Inflation in New Zealand fell within the Reserve Bank of New Zealand's (RBNZ) target range of 1% to 3% in Q3, allowing the central bank to consider further significant interest rate cuts.

Statistics New Zealand reported on Wednesday that annual inflation decreased to 2.2% in the third quarter, marking the first time it has been within this range since March 2021. In Q2, inflation was recorded at 3.3%, having peaked at 7.3% in June 2022, Reuters reports.

Kiwibank's chief economist, Jarrod Kerr, stated in a note that the central bank can claim victory in its battle against inflation.

“The light at the end of the tunnel is burning brighter. Cost pressures are easing. Policy settings are still restrictive, but more interest rate cuts are coming,” he said.

Furthermore, the consumer price index increased by 0.6% in the third quarter compared to the previous quarter.
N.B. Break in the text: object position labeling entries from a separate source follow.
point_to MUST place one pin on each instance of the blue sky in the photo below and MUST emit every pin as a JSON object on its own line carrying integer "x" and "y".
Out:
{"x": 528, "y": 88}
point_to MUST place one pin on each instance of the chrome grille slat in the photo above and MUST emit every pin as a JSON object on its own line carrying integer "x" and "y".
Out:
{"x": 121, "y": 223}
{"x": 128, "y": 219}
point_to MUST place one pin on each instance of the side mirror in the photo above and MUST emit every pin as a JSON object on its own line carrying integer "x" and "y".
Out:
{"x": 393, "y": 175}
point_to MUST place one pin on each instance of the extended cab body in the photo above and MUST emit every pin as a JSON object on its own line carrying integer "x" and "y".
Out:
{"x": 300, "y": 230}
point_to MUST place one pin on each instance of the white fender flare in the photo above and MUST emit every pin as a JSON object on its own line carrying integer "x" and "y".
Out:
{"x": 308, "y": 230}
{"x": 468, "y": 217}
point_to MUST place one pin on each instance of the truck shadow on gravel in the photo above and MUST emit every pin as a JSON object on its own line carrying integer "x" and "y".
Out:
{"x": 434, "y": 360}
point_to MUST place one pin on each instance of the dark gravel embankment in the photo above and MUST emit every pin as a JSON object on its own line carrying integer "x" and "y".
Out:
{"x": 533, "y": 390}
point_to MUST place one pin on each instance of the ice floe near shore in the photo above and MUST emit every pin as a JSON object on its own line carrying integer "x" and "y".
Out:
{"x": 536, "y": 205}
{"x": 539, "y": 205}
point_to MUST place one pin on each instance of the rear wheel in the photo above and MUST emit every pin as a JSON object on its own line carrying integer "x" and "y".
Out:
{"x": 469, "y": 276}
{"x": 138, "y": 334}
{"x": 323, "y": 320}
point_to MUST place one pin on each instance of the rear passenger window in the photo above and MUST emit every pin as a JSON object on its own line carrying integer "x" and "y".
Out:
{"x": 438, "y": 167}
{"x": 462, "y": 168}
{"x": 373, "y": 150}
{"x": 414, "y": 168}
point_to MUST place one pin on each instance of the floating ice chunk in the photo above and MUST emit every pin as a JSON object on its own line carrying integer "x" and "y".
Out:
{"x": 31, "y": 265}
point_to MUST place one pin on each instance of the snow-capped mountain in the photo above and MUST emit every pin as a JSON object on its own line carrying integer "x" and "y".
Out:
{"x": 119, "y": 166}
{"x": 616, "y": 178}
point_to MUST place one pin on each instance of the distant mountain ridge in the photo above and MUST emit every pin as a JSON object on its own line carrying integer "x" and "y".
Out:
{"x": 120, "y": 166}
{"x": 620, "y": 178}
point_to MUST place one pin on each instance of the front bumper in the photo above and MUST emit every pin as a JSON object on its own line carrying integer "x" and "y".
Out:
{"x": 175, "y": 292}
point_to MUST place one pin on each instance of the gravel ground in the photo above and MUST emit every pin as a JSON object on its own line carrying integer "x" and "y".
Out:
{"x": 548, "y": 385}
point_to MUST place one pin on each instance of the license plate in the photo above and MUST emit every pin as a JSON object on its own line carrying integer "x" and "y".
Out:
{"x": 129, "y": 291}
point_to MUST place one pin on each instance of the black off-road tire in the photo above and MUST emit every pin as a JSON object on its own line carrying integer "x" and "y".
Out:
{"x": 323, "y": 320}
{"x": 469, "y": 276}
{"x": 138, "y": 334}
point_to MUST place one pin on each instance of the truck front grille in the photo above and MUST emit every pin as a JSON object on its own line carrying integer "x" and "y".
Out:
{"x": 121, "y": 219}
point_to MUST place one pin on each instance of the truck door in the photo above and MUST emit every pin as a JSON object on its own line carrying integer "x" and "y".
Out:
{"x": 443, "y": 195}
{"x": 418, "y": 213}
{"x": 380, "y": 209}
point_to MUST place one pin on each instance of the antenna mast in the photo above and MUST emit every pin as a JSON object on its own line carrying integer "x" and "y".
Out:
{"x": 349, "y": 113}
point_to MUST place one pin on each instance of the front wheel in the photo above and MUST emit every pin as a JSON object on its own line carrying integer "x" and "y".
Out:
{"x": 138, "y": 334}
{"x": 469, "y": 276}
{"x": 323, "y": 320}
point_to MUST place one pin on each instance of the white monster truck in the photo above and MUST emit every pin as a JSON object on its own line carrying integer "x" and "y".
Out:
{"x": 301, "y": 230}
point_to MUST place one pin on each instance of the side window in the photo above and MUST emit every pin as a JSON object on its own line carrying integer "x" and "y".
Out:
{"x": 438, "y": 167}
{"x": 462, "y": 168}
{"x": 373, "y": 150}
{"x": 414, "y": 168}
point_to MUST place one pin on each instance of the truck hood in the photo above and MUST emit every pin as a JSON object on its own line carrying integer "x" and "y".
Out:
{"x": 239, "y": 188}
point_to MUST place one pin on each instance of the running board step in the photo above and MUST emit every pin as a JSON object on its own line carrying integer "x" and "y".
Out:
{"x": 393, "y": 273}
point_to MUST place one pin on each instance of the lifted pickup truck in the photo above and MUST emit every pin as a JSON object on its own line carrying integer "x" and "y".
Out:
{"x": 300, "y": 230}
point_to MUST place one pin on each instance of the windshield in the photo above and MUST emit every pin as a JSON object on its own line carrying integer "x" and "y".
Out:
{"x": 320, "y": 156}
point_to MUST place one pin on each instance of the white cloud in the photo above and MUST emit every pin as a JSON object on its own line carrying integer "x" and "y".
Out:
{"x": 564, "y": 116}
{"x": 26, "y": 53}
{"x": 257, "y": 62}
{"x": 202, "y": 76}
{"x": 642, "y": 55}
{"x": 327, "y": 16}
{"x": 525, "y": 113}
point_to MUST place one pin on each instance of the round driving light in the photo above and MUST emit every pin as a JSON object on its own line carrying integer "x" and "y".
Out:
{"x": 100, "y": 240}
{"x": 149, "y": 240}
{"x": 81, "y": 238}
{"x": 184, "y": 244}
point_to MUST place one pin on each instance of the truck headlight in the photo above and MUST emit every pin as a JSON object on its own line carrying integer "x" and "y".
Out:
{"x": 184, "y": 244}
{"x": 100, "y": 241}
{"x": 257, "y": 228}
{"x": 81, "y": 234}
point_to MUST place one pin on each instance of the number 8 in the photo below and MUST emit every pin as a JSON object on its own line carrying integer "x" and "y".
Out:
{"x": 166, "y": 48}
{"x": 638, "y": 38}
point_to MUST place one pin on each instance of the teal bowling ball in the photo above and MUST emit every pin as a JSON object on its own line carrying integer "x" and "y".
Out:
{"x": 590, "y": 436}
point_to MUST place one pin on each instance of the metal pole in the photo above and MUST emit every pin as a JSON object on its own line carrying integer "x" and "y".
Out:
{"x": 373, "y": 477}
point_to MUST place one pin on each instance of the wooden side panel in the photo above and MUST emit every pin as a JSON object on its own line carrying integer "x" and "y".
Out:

Economists surveyed by Reuters had predicted a 0.7% rise quarter-on-quarter and a 2.2% increase year-on-year, while the central bank anticipated year-on-year inflation of 2.3%.

Following the data release, which was in line with expectations, the New Zealand Dollar remained relatively stable.

Since August, New Zealand's central bank has reduced the official cash rate by 75 basis points, concluding that inflation has returned to its target range of 1% to 3% and is approaching the 2% midpoint. 

The bank is forecast to keep cutting rates over the next year to boost the economy, which is facing challenges partly due to elevated interest rates.

According to ASB Bank senior economist Mark Smith, although ASB predicts the central bank will slash rates by 50 basis point next month, the “risks are tilted to more front loaded policy easing.”

The central bank has not yet succeeded in addressing non-tradeable inflation, which, according to Statistics New Zealand, fell to 4.9% in Q3, down from 5.4% in the previous quarter.